If not that one, there seem to be some good venustums available at the moment, which I have bloomed but no longer own. (It was in chc, which I don't really get. It's dry on the outside and wet on the inside. How are you supposed to water that stuff?)

But I actually am more interested in henryanum. Can anyone comment on general ease of blooming it? I probably could have led with this simple statement, but I'm chatty.


----------



## cdub (Feb 16, 2008)

Well, I grow on the cool side, and henryanum doesn't bloom for me either. Anyone else?


----------



## Eric Muehlbauer (Feb 16, 2008)

I also grow it cool. and, while I have bloomed it in the past, it is definitely not one of the easy bloomers in its group....certainly not compared to insigne or villosum. Take care, Eric


----------



## Rick (Feb 16, 2008)

Mine bloom every year. They are probably in a cooler part of the GH near the swamp cooler and not all that much light. The summer temps do get in the mid 80's and they probably get a couple hours of 1500+ fc of light on summer afternoons. The like it breezy and humid. There is about 10% of the potting mix in oyster shell. Otherwise its a basic CHC mix. Some growers have problems flowering when there are only a few growths in the pot, but mine started blooming with only 3 or so growths, and just get more consistent through the last 5 years.


----------



## paphreek (Feb 17, 2008)

I bloom mine under florescent lights in the basement. Some of them bloom more freely than others. They seem to bloom more consistently as the plant acquires more growths, but some individuals are just more difficult to bloom. If you can, acquire plants from a few different breeding lines. This will increase your chance of blooming one more quickly and eventually give you some variety as they all come into bloom.


----------



## Irongoat (Feb 17, 2008)

Very helpful information. Sounds like I'd better wait for more intermediate conditions. Thanks for the interesting posts.


----------



## rdlsreno (Feb 18, 2008)

Thanks for the info!!!

Ramon


----------



## Sangii (Feb 18, 2008)

well I have a couple henryanums and I consider them very easy growers and bloomers

I grow them WARM, medium/bright light, potting mix kept moist at all times during growing season, just a bit drier in winter. When I say warm, it means that the temps are in the 25-35 (!) °C range in summer, down to "only" 20-27 in winter during daytime, 15-18 at night.


----------



## cwt (Feb 18, 2008)

Much the same as Sangii, and all in flower now. Found them rather easy with multiple groths every year.


----------



## Rick (Feb 18, 2008)

cwt said:


> Much the same as Sangii, and all in flower now. Found them rather easy with multiple groths every year.

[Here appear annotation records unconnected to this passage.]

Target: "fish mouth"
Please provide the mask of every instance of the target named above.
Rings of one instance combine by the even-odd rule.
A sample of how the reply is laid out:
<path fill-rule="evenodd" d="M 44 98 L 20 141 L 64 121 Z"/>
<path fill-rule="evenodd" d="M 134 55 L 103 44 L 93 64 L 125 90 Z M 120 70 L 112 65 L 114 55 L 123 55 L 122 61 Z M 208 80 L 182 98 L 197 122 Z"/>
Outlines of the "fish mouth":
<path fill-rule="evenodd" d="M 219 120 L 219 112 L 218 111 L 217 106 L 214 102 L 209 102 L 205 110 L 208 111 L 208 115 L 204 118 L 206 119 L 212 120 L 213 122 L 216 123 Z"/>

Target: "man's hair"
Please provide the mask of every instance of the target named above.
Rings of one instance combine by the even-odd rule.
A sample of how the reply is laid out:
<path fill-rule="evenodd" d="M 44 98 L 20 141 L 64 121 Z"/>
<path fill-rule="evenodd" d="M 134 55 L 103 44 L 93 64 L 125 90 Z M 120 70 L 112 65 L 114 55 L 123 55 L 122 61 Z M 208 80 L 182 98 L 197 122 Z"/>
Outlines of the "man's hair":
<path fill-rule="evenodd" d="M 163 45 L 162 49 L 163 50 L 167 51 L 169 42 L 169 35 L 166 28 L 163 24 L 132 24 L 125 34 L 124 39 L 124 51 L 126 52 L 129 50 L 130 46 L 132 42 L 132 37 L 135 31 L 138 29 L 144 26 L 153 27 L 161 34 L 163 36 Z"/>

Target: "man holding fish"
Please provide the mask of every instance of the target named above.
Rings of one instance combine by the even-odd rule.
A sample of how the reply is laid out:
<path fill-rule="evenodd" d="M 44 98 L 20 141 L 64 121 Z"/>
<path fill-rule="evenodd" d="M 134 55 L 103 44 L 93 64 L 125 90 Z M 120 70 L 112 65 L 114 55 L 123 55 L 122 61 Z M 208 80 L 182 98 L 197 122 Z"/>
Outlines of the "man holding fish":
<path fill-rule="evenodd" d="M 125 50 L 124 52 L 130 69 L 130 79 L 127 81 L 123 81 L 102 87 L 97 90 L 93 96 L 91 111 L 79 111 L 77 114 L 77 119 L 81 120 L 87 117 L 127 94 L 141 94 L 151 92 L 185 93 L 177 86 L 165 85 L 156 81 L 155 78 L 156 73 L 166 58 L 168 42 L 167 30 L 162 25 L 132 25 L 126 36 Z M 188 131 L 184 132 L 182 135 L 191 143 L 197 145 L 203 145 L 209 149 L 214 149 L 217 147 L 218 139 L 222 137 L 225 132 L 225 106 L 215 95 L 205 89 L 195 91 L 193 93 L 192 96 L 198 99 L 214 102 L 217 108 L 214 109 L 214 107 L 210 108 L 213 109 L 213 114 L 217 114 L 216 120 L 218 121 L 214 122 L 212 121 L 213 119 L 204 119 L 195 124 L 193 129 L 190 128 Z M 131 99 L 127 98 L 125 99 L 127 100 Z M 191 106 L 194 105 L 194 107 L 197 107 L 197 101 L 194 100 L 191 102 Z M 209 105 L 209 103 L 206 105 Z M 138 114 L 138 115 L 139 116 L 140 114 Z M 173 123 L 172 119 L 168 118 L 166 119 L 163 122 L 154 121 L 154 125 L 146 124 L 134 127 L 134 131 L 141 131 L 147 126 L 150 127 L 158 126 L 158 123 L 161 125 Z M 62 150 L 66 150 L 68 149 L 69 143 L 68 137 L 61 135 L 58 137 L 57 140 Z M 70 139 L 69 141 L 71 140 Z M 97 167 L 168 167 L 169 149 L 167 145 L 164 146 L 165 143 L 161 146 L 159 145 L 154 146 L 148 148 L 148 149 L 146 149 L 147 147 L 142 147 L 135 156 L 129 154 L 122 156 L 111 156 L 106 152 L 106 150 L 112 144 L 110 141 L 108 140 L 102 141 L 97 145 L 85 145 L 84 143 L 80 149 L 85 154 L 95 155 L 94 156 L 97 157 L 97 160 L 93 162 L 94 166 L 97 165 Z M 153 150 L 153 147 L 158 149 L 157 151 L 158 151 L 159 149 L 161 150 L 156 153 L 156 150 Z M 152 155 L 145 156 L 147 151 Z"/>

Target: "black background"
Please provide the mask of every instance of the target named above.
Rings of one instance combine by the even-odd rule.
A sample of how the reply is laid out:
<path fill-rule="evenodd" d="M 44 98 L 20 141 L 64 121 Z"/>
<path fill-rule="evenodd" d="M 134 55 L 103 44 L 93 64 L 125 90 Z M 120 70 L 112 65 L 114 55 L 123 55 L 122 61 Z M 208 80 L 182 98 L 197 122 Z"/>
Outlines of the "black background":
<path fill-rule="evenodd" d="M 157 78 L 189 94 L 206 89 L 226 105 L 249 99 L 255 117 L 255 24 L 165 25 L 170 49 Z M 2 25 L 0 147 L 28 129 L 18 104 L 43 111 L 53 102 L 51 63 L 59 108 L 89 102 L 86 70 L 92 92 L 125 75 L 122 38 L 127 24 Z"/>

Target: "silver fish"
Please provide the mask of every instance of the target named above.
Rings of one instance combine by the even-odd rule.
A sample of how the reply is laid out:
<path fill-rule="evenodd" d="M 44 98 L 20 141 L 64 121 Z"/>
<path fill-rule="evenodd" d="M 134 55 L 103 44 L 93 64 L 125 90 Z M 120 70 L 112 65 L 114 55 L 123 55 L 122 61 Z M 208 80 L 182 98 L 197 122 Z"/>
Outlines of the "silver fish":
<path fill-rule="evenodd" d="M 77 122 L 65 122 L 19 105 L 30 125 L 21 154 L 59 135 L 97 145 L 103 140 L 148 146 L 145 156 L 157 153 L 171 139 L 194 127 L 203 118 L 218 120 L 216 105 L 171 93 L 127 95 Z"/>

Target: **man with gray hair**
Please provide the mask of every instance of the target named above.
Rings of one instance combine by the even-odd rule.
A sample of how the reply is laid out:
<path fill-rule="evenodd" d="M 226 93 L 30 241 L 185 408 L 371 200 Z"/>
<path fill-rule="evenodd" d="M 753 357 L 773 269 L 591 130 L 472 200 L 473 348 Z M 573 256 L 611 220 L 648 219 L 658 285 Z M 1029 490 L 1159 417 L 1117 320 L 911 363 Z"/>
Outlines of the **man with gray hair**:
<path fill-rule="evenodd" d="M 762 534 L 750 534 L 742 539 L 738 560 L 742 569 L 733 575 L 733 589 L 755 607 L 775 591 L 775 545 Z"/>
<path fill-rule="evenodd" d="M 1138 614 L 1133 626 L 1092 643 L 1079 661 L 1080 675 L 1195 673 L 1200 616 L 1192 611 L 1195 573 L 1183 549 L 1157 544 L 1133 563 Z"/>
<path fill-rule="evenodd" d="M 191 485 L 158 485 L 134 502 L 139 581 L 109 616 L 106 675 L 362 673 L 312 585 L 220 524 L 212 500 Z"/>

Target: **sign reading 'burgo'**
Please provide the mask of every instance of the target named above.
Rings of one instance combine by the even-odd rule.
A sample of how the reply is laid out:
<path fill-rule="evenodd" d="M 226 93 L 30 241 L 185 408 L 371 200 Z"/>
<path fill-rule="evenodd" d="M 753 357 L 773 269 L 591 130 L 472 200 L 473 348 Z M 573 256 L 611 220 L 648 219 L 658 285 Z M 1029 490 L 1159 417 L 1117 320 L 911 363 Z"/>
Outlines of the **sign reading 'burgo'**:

Where are you growing CWT? Austrailia? Most henryanums were done blooming by October of last year.


----------



## cwt (Feb 19, 2008)

Rick, 
were staying on the north side of Pretoria, South Africa.


----------



## Rick (Feb 19, 2008)

cwt said:


> Rick,
> were staying on the north side of Pretoria, South Africa.



Now I remember. Yup, you are 180 degrees off of us Northern hemisphere folk season wise.


----------



## Mrs. Paph (Feb 20, 2008)

I agree w/ Sangii, since moving my temps have been like that, and my henryanum seedlings have gone nuts - some is improved humidity and setup, but my micranthums and brachy hybrids are dying a slow death  So I think temp. is an issue and that henryanum and others enjoy my temps much more. I tried to stop a Phal from blooming b/c it was newly rescued from a clearance bin and I thought it should conserve energy - it's grown so many roots and new leaves that it refuses Not to bloom, it's on it 3rd spike this fall, so darnit I'm just going to let it bloom this time & not pinch it off I guess...but anyway, that's my roundabout way of saying that I personally have not seen high temps to be hard on my henryanums, so if that's your conscern, give them a try.


----------



## Irongoat (Feb 21, 2008)

Apparently some grexes are easier than others. One nursery I looked at advertises theirs as an easy-to-bloom grex.


----------